简体   繁体   中英

Difference between exit() and return in main() function in C

I've looked through the links What is the difference between exit and return? and return statement vs exit() in main() to find the answer, but in vain.

Problem with the first link is that the answer assumes return from any function. I want to know the exact difference between the two when in main() function. Even if there's a little difference I'd like to know what it is. Which is preferred and why? Is there any performance gain in using return over exit() (or exit() over return ) with all sorts of compiler optimizations turned off?
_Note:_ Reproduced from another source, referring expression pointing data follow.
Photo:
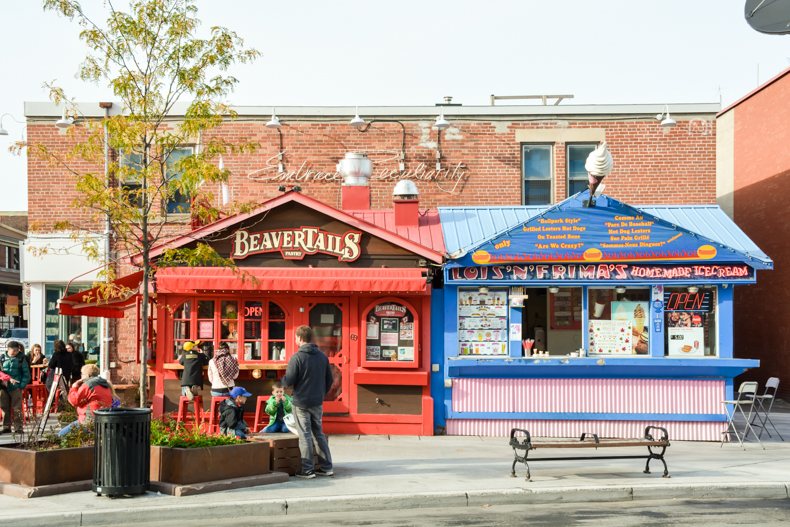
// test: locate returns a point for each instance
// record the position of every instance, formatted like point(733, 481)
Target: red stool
point(261, 417)
point(213, 414)
point(183, 409)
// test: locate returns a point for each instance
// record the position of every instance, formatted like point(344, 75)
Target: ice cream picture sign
point(608, 232)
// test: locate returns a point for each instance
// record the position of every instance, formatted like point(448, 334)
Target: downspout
point(104, 354)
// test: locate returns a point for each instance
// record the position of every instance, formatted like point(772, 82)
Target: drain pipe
point(104, 352)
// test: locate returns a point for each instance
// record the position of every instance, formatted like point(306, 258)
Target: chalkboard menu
point(390, 333)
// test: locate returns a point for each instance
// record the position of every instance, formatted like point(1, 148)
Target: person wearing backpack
point(14, 365)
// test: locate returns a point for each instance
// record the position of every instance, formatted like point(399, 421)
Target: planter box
point(48, 467)
point(183, 466)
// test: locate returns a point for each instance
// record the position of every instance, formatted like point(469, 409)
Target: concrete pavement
point(394, 472)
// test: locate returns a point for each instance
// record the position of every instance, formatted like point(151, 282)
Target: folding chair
point(746, 393)
point(763, 405)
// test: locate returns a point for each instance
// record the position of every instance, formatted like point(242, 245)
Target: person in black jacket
point(192, 359)
point(63, 360)
point(231, 414)
point(309, 374)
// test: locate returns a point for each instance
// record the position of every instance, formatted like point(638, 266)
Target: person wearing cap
point(231, 412)
point(192, 359)
point(309, 374)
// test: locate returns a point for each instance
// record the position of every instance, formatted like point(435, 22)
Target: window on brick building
point(130, 164)
point(179, 202)
point(575, 157)
point(536, 172)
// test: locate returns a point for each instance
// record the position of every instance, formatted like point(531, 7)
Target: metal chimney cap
point(405, 189)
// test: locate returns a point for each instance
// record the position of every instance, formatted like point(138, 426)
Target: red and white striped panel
point(632, 396)
point(678, 431)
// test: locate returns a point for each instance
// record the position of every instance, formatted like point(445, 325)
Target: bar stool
point(260, 413)
point(183, 409)
point(213, 414)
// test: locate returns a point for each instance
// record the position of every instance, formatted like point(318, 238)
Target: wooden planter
point(183, 466)
point(46, 467)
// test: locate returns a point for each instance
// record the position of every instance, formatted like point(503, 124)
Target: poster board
point(610, 337)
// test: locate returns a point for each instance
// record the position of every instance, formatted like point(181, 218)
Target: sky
point(408, 52)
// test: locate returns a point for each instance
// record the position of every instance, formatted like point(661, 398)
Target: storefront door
point(329, 319)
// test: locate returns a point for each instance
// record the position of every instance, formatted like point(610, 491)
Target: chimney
point(406, 200)
point(355, 168)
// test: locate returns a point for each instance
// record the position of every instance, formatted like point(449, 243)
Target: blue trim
point(437, 355)
point(601, 367)
point(724, 319)
point(580, 416)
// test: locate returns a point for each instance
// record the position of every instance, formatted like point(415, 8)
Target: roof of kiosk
point(667, 233)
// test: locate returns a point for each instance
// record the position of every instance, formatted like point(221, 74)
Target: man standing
point(309, 374)
point(17, 376)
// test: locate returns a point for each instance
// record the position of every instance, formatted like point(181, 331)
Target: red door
point(329, 319)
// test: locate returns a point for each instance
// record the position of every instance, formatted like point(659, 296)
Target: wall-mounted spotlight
point(441, 124)
point(65, 121)
point(363, 126)
point(667, 121)
point(274, 123)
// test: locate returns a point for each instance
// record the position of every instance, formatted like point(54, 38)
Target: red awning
point(308, 279)
point(89, 303)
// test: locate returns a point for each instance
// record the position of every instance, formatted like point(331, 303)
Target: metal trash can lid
point(122, 411)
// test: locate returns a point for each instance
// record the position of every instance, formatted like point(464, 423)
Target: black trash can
point(122, 452)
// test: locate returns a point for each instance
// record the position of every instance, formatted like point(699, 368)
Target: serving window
point(254, 329)
point(391, 335)
point(690, 320)
point(618, 321)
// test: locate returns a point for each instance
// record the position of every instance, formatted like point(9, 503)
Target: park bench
point(521, 441)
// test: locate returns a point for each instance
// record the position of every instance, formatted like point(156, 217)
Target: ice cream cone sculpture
point(598, 165)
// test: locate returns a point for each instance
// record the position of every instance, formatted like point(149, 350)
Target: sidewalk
point(381, 472)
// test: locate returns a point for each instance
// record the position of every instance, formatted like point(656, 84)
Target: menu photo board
point(611, 337)
point(390, 334)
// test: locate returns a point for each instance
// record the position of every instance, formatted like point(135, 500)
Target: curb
point(262, 509)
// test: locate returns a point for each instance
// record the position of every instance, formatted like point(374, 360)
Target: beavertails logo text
point(294, 244)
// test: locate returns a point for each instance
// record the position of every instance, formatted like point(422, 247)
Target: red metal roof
point(428, 233)
point(400, 236)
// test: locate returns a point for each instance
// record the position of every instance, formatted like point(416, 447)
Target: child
point(192, 359)
point(17, 376)
point(277, 407)
point(231, 411)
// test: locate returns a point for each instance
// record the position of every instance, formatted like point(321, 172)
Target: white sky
point(409, 52)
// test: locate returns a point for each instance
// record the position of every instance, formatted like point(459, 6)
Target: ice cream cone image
point(598, 165)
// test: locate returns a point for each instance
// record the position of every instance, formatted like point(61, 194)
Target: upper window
point(577, 174)
point(130, 165)
point(179, 202)
point(536, 171)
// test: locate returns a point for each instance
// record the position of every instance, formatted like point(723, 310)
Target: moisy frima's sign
point(600, 272)
point(294, 244)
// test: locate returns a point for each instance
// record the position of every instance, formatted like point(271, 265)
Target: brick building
point(497, 155)
point(753, 178)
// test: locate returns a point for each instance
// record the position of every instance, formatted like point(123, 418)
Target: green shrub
point(170, 433)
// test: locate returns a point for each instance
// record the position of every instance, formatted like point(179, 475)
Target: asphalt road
point(641, 513)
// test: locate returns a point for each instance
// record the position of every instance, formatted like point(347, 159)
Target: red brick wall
point(762, 180)
point(651, 167)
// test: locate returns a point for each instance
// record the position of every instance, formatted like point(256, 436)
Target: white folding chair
point(746, 393)
point(763, 405)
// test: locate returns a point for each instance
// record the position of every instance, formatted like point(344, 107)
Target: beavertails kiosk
point(364, 288)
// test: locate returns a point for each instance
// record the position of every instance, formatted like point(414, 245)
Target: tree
point(152, 58)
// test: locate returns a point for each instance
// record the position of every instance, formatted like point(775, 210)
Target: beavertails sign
point(294, 244)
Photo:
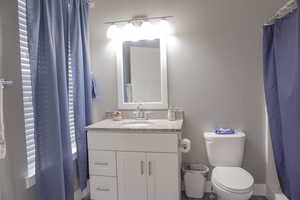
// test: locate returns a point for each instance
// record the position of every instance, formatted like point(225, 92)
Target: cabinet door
point(163, 176)
point(132, 176)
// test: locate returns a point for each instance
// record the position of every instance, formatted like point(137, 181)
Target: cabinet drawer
point(110, 141)
point(103, 188)
point(102, 163)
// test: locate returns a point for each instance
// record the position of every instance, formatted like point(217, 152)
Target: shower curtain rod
point(289, 7)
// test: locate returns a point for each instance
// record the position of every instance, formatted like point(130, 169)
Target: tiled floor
point(206, 198)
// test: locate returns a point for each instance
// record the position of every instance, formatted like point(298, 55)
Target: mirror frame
point(163, 104)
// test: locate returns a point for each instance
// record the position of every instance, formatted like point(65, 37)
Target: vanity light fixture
point(139, 28)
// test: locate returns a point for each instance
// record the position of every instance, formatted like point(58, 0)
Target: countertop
point(163, 125)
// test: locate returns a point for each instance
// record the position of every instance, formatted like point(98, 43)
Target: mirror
point(142, 74)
Problem with the second link is I'm not interested in knowing what happens in C++. I want the answer specifically pertaining to C.

EDIT: After recommendation by a person, I actually tried to compare the assembly output of the following programs:

Note: Using gcc -S <myprogram>.c

Program mainf.c:

int main(void){
 return 0;
}

Assembly output:

    .file   "mainf.c"
    .text
    .globl  main
    .type   main, @function
main:
.LFB0:
    .cfi_startproc
    pushq   %rbp
    .cfi_def_cfa_offset 16
    .cfi_offset 6, -16
    movq    %rsp, %rbp
    .cfi_def_cfa_register 6
    movl    $0, %eax
    popq    %rbp
    .cfi_def_cfa 7, 8
    ret
    .cfi_endproc
.LFE0:
    .size   main, .-main
    .ident  "GCC: (Ubuntu 4.9.2-10ubuntu13) 4.9.2"
    .section    .note.GNU-stack,"",@progbits

Program mainf1.c:

#include <stdlib.h>

int main(void){
 exit(0);
}

Assembly output:

    .file   "mainf1.c"
    .text
    .globl  main
    .type   main, @function
main:
.LFB2:
    .cfi_startproc
    pushq   %rbp
    .cfi_def_cfa_offset 16
    .cfi_offset 6, -16
    movq    %rsp, %rbp
    .cfi_def_cfa_register 6
    movl    $0, %edi
    call    exit
    .cfi_endproc
.LFE2:
    .size   main, .-main
    .ident  "GCC: (Ubuntu 4.9.2-10ubuntu13) 4.9.2"
    .section    .note.GNU-stack,"",@progbits

Noting that I'm not well versed with assembly, I can see some differences between the 2 programs with the exit() version being shorter than return version. What's the difference?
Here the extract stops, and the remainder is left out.